In this painting Lake Keilambete is only a dark indentation in plain on the left hand side of the background. I challenged myself with this composition to achieve a sense of looking across the crater and over the rim on the other side. Attempting to convey the steepness of the sides of the crater resulted in an aerial vantage point. That and trying to squash too much breadth of image into the rather uncomfortable standard size shop-bought canvases available in Japan; in this case size F8. ( I later discovered the less commonly used P sizes that suit me better)
Photographs of Mt Noorat well capture its steepness and the undulating outsides of the volcano as lava flows cooled and solidified. The lake sits inside a tuff ring giving it raised sides that make viewing the lake difficult; one needing to descend the sides of the ring or gain a vantage point on Mt Noorat.
Eugene von Guerard was able to set up lakeside and draw the view from the western side of Lake Keilambete looking back towards Mt Noorat. Careful placement of broken branches and ducks on the lake assist in defining the extent of the lake and its recession into the picture plane. The foreground tree is rather whimsical and might have had help from the engraver in becoming more sinuous and oak-like than it probably was.
Some good images of this view can be seen in Planning Victoria's significant views PDF.

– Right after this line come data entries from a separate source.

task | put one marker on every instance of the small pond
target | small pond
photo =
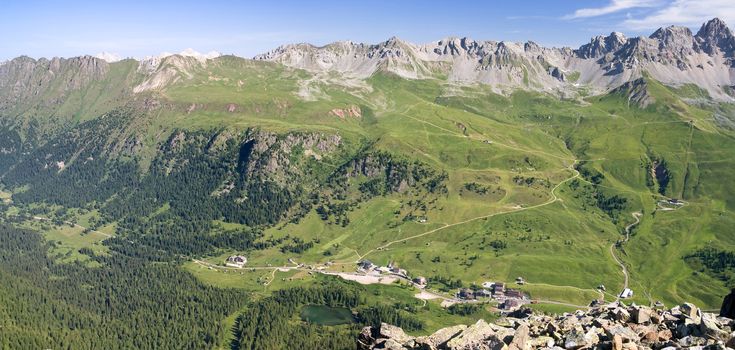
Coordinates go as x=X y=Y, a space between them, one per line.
x=326 y=315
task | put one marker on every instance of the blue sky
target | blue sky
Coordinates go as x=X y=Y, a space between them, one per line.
x=139 y=28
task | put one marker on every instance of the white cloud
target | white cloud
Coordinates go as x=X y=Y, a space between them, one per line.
x=109 y=57
x=612 y=7
x=685 y=12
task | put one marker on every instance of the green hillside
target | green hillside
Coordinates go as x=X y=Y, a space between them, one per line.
x=448 y=182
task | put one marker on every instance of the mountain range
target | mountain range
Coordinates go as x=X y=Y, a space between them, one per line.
x=566 y=175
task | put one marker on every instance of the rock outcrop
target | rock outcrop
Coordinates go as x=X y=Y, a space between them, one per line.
x=672 y=55
x=613 y=326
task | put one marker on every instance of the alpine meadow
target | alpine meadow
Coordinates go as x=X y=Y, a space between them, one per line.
x=497 y=194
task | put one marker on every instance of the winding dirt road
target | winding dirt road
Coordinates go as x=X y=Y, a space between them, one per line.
x=637 y=217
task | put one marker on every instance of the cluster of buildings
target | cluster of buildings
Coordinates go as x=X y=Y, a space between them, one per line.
x=509 y=299
x=368 y=267
x=236 y=261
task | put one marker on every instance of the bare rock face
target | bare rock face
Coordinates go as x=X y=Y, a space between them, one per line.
x=600 y=327
x=672 y=55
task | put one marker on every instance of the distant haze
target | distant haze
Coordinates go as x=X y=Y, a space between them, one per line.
x=148 y=28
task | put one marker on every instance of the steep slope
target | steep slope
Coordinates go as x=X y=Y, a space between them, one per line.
x=672 y=55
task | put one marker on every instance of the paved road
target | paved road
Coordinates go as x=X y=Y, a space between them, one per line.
x=553 y=199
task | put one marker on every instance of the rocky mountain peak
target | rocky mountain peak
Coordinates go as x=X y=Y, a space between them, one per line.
x=715 y=36
x=456 y=46
x=674 y=38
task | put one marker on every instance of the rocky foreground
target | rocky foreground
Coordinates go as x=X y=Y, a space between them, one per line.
x=604 y=327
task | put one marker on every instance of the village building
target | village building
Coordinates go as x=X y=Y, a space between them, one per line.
x=514 y=294
x=466 y=293
x=366 y=265
x=236 y=261
x=499 y=290
x=511 y=304
x=483 y=293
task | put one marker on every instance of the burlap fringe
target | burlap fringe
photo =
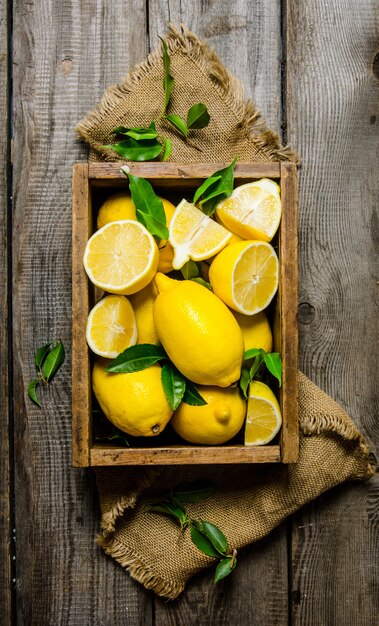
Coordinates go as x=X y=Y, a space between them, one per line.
x=250 y=121
x=138 y=570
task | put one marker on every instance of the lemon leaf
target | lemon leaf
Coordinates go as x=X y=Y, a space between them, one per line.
x=198 y=116
x=167 y=149
x=32 y=391
x=273 y=363
x=189 y=270
x=178 y=123
x=141 y=150
x=192 y=396
x=149 y=207
x=202 y=542
x=136 y=358
x=174 y=385
x=215 y=536
x=224 y=568
x=193 y=491
x=53 y=361
x=168 y=81
x=217 y=190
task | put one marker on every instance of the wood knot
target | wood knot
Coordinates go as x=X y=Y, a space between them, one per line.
x=306 y=313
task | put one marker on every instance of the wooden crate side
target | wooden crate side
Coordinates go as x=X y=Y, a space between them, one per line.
x=184 y=455
x=288 y=314
x=81 y=386
x=103 y=172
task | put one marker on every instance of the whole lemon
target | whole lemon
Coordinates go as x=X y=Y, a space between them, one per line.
x=214 y=423
x=120 y=206
x=256 y=330
x=198 y=332
x=143 y=305
x=134 y=403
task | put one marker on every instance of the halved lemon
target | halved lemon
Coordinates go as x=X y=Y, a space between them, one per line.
x=245 y=276
x=111 y=326
x=263 y=419
x=194 y=235
x=121 y=257
x=252 y=211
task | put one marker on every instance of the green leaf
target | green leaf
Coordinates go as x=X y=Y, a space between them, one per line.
x=149 y=207
x=171 y=509
x=245 y=381
x=215 y=536
x=217 y=190
x=168 y=81
x=273 y=363
x=193 y=491
x=202 y=542
x=174 y=385
x=132 y=150
x=167 y=149
x=178 y=122
x=258 y=360
x=53 y=361
x=224 y=568
x=41 y=354
x=205 y=185
x=190 y=270
x=253 y=352
x=192 y=396
x=198 y=116
x=32 y=391
x=136 y=358
x=202 y=282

From the satellite both the bright colour and near perfect circle of the lake are easily visible. The circular cone of Mt Noorat sits to the north east. If Google maps were paintings; the circles of irrigated crops coincidentally balance the composition. The Terang racecourse and the chalky double lines of the harness racing track on the converging roads leading to Terang anchor the eye to the bottom of the image.